HBO's Watchmen leads the 2020 Emmy Awards nominees list with a total of 26 nominations, the most of any program. While it's not at all surprising to hear that HBO is leading the way in nominations for prestigious awards, it is a novel thing to see a comic book TV show honored with such prestigious favor. However, Watchmen has inadvertently become a timely harbinger of the tumultuous year that is 2020. The series to a hard look at how racial hostilities and corruption in policing and the government sees America nearly overrun by a white supremacist uprising. In that context, Watchmen understandably deserves recognition for having its finger so squarely on the pulse.
Watchmen scored three big Emmy Awards category noms: Outstanding Lead Actor in a Limited Series or Movie (for Jeremy Irons); Outstanding Supporting Actress in a Limited Series or Movie (for Jean Smart); and Outstanding Limited Series.
Frank Scherma, chairman and CEO of the Television Academy, made it clear during the Emmy Nominations announcements that the events of 2020 have definitely influenced the nominees list: "This year, we are also bearing witness to one of the greatest fights for social justice in history. And it is our duty to use this medium for change,"

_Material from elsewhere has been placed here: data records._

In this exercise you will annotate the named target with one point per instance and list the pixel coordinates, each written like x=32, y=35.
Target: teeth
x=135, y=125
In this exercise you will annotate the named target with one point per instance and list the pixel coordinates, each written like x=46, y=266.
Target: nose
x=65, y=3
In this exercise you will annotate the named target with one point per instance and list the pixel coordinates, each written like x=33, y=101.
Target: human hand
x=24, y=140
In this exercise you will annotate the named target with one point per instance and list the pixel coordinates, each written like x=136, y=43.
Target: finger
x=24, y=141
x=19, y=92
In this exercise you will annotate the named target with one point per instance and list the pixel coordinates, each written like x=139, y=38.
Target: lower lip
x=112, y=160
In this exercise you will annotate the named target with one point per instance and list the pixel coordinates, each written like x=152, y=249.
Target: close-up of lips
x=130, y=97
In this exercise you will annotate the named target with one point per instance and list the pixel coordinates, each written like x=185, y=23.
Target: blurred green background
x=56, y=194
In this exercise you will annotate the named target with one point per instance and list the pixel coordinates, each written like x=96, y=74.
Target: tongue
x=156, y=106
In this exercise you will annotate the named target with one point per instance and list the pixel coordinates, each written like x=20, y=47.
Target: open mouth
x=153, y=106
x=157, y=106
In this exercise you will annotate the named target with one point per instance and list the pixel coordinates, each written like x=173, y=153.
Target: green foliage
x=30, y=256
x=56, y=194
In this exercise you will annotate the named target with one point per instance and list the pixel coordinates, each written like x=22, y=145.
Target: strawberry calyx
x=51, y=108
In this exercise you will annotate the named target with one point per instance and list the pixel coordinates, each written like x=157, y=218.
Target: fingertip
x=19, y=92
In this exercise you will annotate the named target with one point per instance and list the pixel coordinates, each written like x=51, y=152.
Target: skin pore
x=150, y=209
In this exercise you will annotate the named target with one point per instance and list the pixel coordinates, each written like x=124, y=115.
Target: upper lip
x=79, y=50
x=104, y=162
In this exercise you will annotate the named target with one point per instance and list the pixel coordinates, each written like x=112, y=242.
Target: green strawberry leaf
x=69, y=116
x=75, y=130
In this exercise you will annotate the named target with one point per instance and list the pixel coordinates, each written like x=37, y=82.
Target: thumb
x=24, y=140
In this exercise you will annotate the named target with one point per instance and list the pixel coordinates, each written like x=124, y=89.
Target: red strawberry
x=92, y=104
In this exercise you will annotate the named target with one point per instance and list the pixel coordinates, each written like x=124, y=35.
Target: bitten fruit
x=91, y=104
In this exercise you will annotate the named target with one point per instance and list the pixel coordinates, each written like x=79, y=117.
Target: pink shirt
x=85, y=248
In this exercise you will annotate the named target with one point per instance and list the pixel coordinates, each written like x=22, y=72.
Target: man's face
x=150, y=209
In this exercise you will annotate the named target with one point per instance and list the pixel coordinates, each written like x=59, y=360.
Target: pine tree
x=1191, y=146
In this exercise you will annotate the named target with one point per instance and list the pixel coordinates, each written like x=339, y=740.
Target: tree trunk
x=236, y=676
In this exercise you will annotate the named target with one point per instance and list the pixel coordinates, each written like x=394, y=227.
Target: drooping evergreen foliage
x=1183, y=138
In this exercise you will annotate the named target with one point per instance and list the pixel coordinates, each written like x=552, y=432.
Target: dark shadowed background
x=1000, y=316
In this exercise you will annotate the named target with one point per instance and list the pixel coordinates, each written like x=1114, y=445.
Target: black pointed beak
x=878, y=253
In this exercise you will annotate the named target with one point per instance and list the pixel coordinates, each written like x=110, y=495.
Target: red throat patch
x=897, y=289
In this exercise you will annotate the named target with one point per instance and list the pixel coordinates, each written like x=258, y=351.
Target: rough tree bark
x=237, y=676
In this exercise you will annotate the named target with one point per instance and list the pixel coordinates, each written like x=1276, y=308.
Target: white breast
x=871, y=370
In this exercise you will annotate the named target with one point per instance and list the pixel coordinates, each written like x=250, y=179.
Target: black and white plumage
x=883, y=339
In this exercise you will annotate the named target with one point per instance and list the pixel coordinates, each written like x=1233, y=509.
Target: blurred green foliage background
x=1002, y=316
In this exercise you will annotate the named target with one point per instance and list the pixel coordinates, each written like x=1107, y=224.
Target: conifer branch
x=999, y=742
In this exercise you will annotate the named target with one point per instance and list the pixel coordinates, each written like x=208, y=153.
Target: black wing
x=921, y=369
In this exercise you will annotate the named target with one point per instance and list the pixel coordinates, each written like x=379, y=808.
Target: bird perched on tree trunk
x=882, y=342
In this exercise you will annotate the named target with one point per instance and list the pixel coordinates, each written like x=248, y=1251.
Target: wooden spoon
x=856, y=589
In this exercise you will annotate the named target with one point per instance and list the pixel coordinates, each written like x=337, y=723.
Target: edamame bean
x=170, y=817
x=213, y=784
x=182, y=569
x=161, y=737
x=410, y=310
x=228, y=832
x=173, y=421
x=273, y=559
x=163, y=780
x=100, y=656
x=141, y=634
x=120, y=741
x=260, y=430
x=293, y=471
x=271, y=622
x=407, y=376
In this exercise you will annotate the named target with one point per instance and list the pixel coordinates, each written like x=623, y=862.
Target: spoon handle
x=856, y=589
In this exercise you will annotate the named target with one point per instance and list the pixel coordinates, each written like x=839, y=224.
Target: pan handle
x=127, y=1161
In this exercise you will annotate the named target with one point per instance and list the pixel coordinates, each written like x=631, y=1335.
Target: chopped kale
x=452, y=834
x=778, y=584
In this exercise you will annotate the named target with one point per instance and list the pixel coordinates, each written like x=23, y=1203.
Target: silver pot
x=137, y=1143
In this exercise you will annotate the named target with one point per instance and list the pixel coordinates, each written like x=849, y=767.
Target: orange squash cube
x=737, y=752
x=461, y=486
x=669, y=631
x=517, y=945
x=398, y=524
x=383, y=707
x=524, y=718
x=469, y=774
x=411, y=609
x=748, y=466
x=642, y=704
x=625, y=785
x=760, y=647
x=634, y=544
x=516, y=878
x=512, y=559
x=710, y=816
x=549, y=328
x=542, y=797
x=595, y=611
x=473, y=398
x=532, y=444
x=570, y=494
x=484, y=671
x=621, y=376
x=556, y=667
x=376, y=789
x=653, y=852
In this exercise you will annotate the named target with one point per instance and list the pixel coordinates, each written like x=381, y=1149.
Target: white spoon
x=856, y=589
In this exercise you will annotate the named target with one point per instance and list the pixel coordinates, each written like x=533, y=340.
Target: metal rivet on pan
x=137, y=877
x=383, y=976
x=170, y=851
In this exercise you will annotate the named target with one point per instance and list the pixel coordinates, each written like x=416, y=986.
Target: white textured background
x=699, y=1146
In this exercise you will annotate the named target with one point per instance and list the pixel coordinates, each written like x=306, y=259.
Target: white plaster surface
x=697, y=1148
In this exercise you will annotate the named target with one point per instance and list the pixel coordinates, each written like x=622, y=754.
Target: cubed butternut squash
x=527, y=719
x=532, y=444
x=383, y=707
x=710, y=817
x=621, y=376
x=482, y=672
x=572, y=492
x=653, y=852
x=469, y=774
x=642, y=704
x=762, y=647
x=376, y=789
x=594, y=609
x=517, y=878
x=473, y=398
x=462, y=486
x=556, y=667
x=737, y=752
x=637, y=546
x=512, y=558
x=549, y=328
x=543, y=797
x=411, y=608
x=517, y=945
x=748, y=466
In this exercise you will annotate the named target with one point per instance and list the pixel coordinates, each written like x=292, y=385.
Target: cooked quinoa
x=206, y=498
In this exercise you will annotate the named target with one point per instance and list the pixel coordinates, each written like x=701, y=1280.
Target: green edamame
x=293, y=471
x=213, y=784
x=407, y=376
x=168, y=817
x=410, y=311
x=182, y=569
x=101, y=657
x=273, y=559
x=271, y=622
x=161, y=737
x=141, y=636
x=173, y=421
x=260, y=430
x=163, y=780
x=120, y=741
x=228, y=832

As stated, Watchmen was ahead of its time in terms of putting a microscope up to modern-day America, and the darkness lurking in its cultural underbelly. At the time Watchmen premiered (in that ancient world of fall 2019), fans' biggest concern was how the show would (or would not) honor the legacy of Alan Moore and Dave Gibbons' landmark comic series. However, Watchmen quickly jumped out of the comic book page and into some very real socio-political commentary, offering a vision of America where police relations have gotten so bad that cops operate as masked, anonymous enforcers; the world lives in fear of an alien psychic plague; and white supremacists (in policing and politics) hatch a plot to achieve supreme power, in their would-be reclamation of America. On top of all that, we got a beautiful evolution of the classic Watchmen story, which opened powerful new doors of modern storytelling.
Of course, Watchmen's influence went far beyond just predicting the bubbling powder kegs in America's veins, which were about to explode: From its very first frames, the series also helped inspire a real-life social revolution. Watchmen's opening sequence depicted the horrific events of the Tulsa, Oklahoma Race Massacre - a real-life historical event that many Americans never even heard about, before watching Watchmen. Tulsa has since become a major focal point of the renewed conversation around American race relations and the pursuit of social justice. In other words: Watchmen achieved the kind of real-life change the Emmys is looking for this year.
Watchmen is available on HBO streaming platforms.